Section: Research Program

Algorithmic Number Theory

Concerning algorithmic number theory, the main problems we will be considering in the coming years are the following:

• Number fields. We will continue working on the problems of class groups and generators. In particular, the existence and accessibility of good defining polynomials for a fixed number field remain very largely open. The impact of better polynomials on the algorithmic performance is a very important parameter, which makes this problem essential.

• Lattice reduction. Despite a great amount of work in the past 35 years on the LLL algorithm and its successors, many open problems remain. We will continue the study of the use of interval arithmetic in this field and the analysis of variants of LLL along the lines of the Potential-LLL which provides improved reduction comparable to BKZ with a small block size but has better performance.

• Elliptic curves and Drinfeld modules. The study of elliptic curves is a very fruitful area of number theory with many applications in crypto and algorithms. Drinfeld modules are “cousins” of elliptic curves which have been less explored in the algorithm context. However, some recent advances  [74] have used them to provide some fast sophisticated factoring algorithms. As a consequence, it is natural to include these objects in our research directions.
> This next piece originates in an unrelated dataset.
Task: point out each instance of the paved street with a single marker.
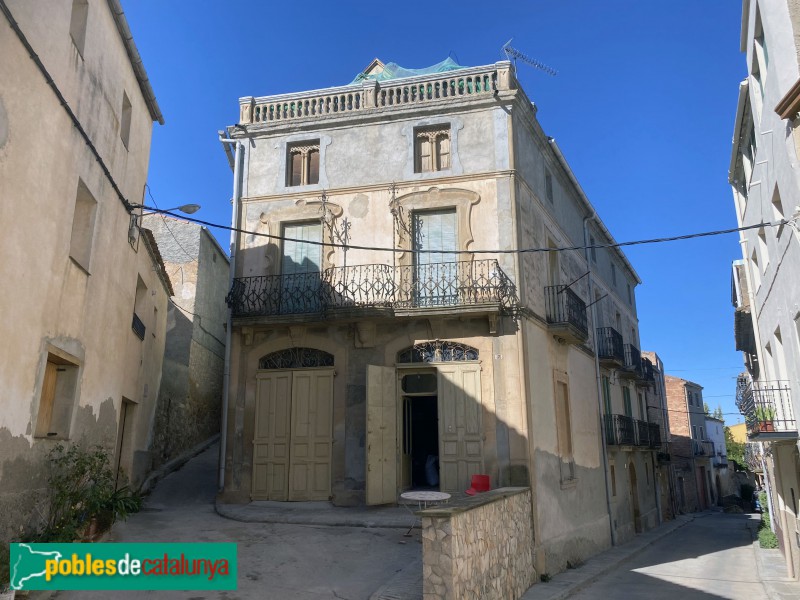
(709, 558)
(276, 561)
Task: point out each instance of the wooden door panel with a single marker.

Rigorous numerical computations

Some studies in this area will be driven by some other directions, for example, the rigorous evaluation of non algebraic functions on algebraic varieties might become central for some of our work on topology in small dimension (volumes of varieties, drawing of amoeba) or control theory (approximations of discriminant varieties) are our two main current sources of interesting problems. In the same spirit, the work on $L$-functions computations (extending the computation range, algorithmic tools for computing algebraic data from the $L$ function) will naturally follow.

On the other hand, another objective is to extend existing results on periods of algebraic curves to general curves and higher dimensional varieties is a general promising direction. This project aims at providing tools for integration on higher homology groups of algebraic curves, ie computing Gauss-Manin connections. It requires good understanding of their topology, and more algorithmic tools on differential equations.